References are used to refer an existing variable in another name whereas pointers are used to store address of variable. References cannot have a null value assigned but pointer can. A reference variable can be referenced by pass by value whereas a pointer can be referenced but pass by reference.
No, it doesn't. It has pointers, but they're not quite the same thing. For more details about the differences between pointers and references, see this SO question.
Use references when you can, and pointers when you have to. References are usually preferred over pointers whenever you don't need “reseating”. This usually means that references are most useful in a class's public interface. References typically appear on the skin of an object, and pointers on the inside.
I will try to explain how references are implemented by g++ compiler.
#include <iostream>
using namespace std;
int main()
{
int i = 10;
int *ptrToI = &i;
int &refToI = i;
cout << "i = " << i << "\n";
cout << "&i = " << &i << "\n";
cout << "ptrToI = " << ptrToI << "\n";
cout << "*ptrToI = " << *ptrToI << "\n";
cout << "&ptrToI = " << &ptrToI << "\n";
cout << "refToNum = " << refToI << "\n";
//cout << "*refToNum = " << *refToI << "\n";
cout << "&refToNum = " << &refToI << "\n";
return 0;
}
Output of this code is like this
i = 10
&i = 0xbf9e52f8
ptrToI = 0xbf9e52f8
*ptrToI = 10
&ptrToI = 0xbf9e52f4
refToNum = 10
&refToNum = 0xbf9e52f8
Lets look at the disassembly(I used GDB for this. 8,9 and 10 here are line numbers of code)
8 int i = 10;
0x08048698 <main()+18>: movl $0xa,-0x10(%ebp)

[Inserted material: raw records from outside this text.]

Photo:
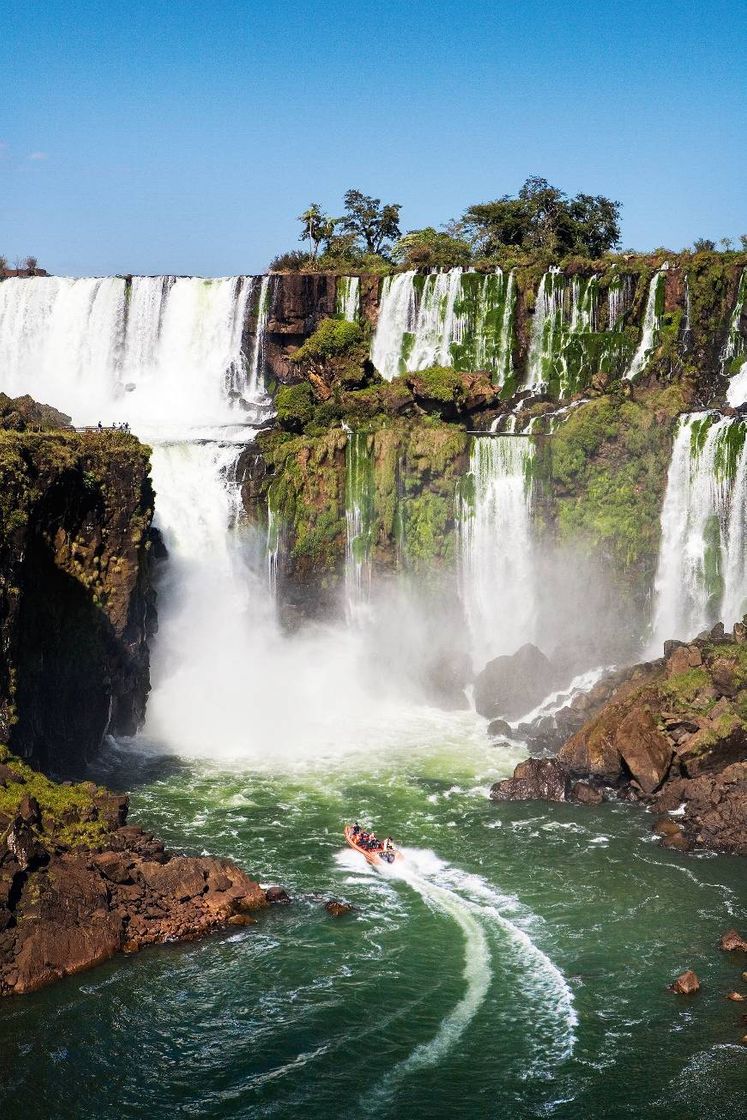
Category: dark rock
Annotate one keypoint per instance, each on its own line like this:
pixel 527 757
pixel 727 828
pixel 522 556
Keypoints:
pixel 586 794
pixel 533 780
pixel 277 896
pixel 733 942
pixel 500 729
pixel 687 983
pixel 644 748
pixel 336 908
pixel 510 687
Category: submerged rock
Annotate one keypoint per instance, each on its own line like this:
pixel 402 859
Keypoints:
pixel 733 942
pixel 533 780
pixel 336 908
pixel 78 885
pixel 685 983
pixel 511 686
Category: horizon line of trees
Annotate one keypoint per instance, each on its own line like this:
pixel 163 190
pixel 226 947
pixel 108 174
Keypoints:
pixel 20 263
pixel 539 220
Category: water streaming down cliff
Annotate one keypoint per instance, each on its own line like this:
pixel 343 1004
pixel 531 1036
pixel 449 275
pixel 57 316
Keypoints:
pixel 651 325
pixel 455 318
pixel 358 519
pixel 497 568
pixel 567 347
pixel 162 352
pixel 348 298
pixel 702 566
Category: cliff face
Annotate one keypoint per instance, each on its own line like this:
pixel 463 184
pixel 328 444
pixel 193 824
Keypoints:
pixel 76 604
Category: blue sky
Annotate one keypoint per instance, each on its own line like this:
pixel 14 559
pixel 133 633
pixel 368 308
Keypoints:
pixel 141 136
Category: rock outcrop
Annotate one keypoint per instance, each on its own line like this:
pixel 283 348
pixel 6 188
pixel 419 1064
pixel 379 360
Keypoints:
pixel 76 603
pixel 511 686
pixel 77 884
pixel 673 735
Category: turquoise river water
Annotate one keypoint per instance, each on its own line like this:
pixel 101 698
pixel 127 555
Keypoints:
pixel 515 967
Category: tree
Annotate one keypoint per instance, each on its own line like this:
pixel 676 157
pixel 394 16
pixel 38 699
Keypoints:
pixel 542 217
pixel 369 220
pixel 430 249
pixel 317 226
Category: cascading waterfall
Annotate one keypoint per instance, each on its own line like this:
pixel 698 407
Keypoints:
pixel 651 325
pixel 702 565
pixel 547 324
pixel 497 570
pixel 455 318
pixel 358 516
pixel 734 355
pixel 618 301
pixel 567 346
pixel 347 302
pixel 167 353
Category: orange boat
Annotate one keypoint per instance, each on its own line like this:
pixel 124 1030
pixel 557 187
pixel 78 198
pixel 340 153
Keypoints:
pixel 375 857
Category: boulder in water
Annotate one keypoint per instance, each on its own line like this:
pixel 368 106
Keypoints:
pixel 511 686
pixel 733 941
pixel 685 983
pixel 336 908
pixel 533 780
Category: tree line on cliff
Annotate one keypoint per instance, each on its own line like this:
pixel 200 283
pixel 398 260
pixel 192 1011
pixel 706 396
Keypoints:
pixel 540 220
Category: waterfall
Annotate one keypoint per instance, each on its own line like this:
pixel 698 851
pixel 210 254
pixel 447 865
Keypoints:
pixel 160 352
pixel 257 369
pixel 702 563
pixel 547 324
pixel 618 301
pixel 455 318
pixel 347 302
pixel 497 569
pixel 734 360
pixel 358 518
pixel 651 325
pixel 736 344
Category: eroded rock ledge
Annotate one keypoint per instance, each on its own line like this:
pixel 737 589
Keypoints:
pixel 672 735
pixel 78 885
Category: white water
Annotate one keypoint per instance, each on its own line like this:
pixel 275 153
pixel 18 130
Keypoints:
pixel 650 329
pixel 416 332
pixel 702 571
pixel 547 323
pixel 496 574
pixel 348 298
pixel 482 914
pixel 168 357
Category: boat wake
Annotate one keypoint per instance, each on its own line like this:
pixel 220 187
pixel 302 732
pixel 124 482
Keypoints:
pixel 493 926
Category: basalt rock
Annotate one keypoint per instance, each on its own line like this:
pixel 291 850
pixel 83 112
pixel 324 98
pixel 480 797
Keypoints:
pixel 673 735
pixel 533 780
pixel 76 600
pixel 511 686
pixel 78 885
pixel 687 983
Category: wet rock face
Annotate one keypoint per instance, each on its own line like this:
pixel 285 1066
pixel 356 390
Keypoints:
pixel 511 686
pixel 78 885
pixel 673 735
pixel 76 602
pixel 534 780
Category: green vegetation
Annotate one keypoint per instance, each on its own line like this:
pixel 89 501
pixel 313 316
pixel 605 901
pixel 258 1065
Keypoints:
pixel 608 464
pixel 431 249
pixel 69 814
pixel 543 217
pixel 332 338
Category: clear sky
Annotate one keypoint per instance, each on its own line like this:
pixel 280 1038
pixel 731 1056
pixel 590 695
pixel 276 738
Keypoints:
pixel 143 136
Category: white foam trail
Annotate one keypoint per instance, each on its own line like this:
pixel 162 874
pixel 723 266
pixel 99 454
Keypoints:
pixel 475 905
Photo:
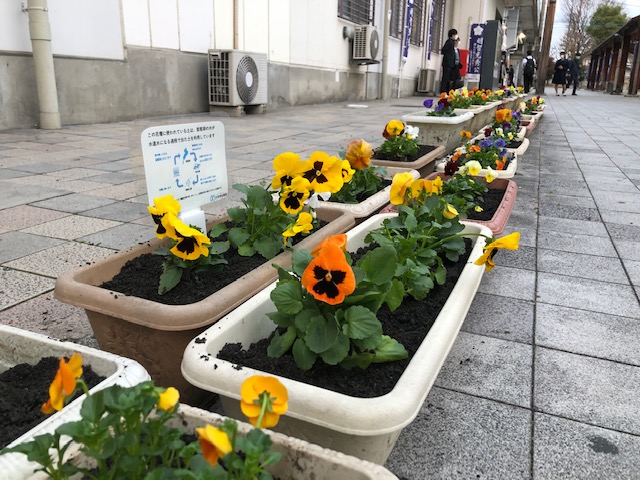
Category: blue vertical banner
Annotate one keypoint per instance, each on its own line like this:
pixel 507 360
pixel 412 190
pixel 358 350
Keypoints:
pixel 476 42
pixel 406 38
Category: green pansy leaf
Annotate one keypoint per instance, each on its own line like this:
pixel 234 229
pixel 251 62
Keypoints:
pixel 287 297
pixel 338 350
pixel 389 350
pixel 395 295
pixel 301 259
pixel 379 265
pixel 281 344
pixel 321 333
pixel 303 357
pixel 237 236
pixel 360 322
pixel 170 277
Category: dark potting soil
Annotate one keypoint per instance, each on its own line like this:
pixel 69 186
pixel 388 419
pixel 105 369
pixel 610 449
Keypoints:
pixel 409 325
pixel 422 150
pixel 489 205
pixel 24 389
pixel 139 277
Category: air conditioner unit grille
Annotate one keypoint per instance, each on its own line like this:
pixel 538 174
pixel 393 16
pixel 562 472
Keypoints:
pixel 219 78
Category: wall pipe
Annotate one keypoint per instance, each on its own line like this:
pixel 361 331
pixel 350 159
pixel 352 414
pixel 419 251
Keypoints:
pixel 40 33
pixel 384 88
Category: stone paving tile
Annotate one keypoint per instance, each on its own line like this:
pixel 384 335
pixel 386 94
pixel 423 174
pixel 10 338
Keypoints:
pixel 71 227
pixel 571 226
pixel 564 449
pixel 57 260
pixel 16 287
pixel 577 387
pixel 12 195
pixel 575 213
pixel 491 316
pixel 587 294
pixel 576 243
pixel 623 218
pixel 508 282
pixel 74 203
pixel 594 334
pixel 24 216
pixel 121 237
pixel 48 316
pixel 570 201
pixel 457 436
pixel 17 244
pixel 490 368
pixel 605 269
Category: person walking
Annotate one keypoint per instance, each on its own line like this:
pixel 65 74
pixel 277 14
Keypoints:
pixel 574 70
pixel 560 74
pixel 528 71
pixel 450 66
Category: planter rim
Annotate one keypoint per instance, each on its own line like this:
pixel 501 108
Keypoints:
pixel 422 117
pixel 31 346
pixel 74 288
pixel 375 202
pixel 367 416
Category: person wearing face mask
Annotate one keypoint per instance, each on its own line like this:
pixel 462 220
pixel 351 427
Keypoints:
pixel 450 65
pixel 560 74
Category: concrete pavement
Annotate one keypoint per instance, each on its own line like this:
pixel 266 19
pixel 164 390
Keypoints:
pixel 544 379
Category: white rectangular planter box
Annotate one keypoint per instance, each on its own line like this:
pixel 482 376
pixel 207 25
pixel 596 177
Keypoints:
pixel 21 346
pixel 363 427
pixel 443 131
pixel 372 204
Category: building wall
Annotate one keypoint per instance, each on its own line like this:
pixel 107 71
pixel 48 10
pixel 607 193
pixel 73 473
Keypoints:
pixel 123 59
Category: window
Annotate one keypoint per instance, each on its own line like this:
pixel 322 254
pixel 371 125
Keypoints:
pixel 437 17
pixel 360 12
pixel 398 13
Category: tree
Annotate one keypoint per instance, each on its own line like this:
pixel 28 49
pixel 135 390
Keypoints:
pixel 605 21
pixel 577 14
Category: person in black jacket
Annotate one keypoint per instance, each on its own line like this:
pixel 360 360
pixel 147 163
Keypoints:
pixel 450 65
pixel 574 73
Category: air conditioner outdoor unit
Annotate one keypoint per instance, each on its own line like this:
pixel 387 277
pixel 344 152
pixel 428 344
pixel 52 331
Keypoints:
pixel 237 78
pixel 366 42
pixel 426 79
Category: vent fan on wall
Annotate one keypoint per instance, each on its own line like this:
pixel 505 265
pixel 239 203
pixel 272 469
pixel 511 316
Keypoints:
pixel 366 42
pixel 237 78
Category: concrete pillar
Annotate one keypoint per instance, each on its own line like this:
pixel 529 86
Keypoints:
pixel 40 33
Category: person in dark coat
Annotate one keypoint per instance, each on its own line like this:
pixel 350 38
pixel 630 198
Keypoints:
pixel 560 74
pixel 450 66
pixel 574 70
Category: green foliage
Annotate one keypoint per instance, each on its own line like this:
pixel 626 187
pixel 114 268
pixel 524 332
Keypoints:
pixel 363 184
pixel 421 238
pixel 605 21
pixel 348 334
pixel 463 192
pixel 125 436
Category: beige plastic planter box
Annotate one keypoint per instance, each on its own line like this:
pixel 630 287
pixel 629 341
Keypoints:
pixel 299 460
pixel 443 131
pixel 156 334
pixel 372 204
pixel 367 428
pixel 21 346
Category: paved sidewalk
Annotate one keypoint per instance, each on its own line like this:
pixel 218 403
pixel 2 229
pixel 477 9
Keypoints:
pixel 544 379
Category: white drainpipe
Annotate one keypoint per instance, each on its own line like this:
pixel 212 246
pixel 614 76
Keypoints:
pixel 43 62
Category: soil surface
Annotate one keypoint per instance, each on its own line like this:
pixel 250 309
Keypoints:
pixel 489 204
pixel 24 389
pixel 139 277
pixel 422 150
pixel 409 324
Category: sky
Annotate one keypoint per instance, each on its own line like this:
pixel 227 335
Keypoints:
pixel 631 7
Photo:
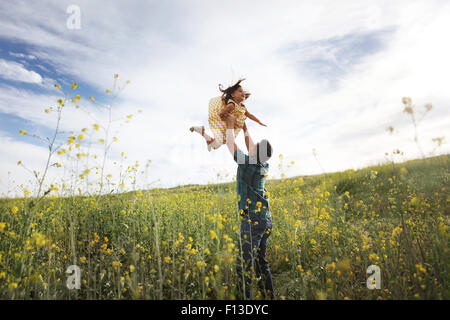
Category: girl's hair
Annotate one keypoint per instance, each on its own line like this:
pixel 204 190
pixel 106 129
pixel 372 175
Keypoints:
pixel 226 93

Here $0xa is the 10(decimal) that we are assigning to i. -0x10(%ebp) here means content of ebp register –16(decimal).
-0x10(%ebp) points to the address of i on stack.
9 int *ptrToI = &i;
0x0804869f <main()+25>: lea -0x10(%ebp),%eax
0x080486a2 <main()+28>: mov %eax,-0x14(%ebp)
Assign address of i to ptrToI. ptrToI is again on stack located at address -0x14(%ebp), that is ebp – 20(decimal).
10 int &refToI = i;
0x080486a5 <main()+31>: lea -0x10(%ebp),%eax
0x080486a8 <main()+34>: mov %eax,-0xc(%ebp)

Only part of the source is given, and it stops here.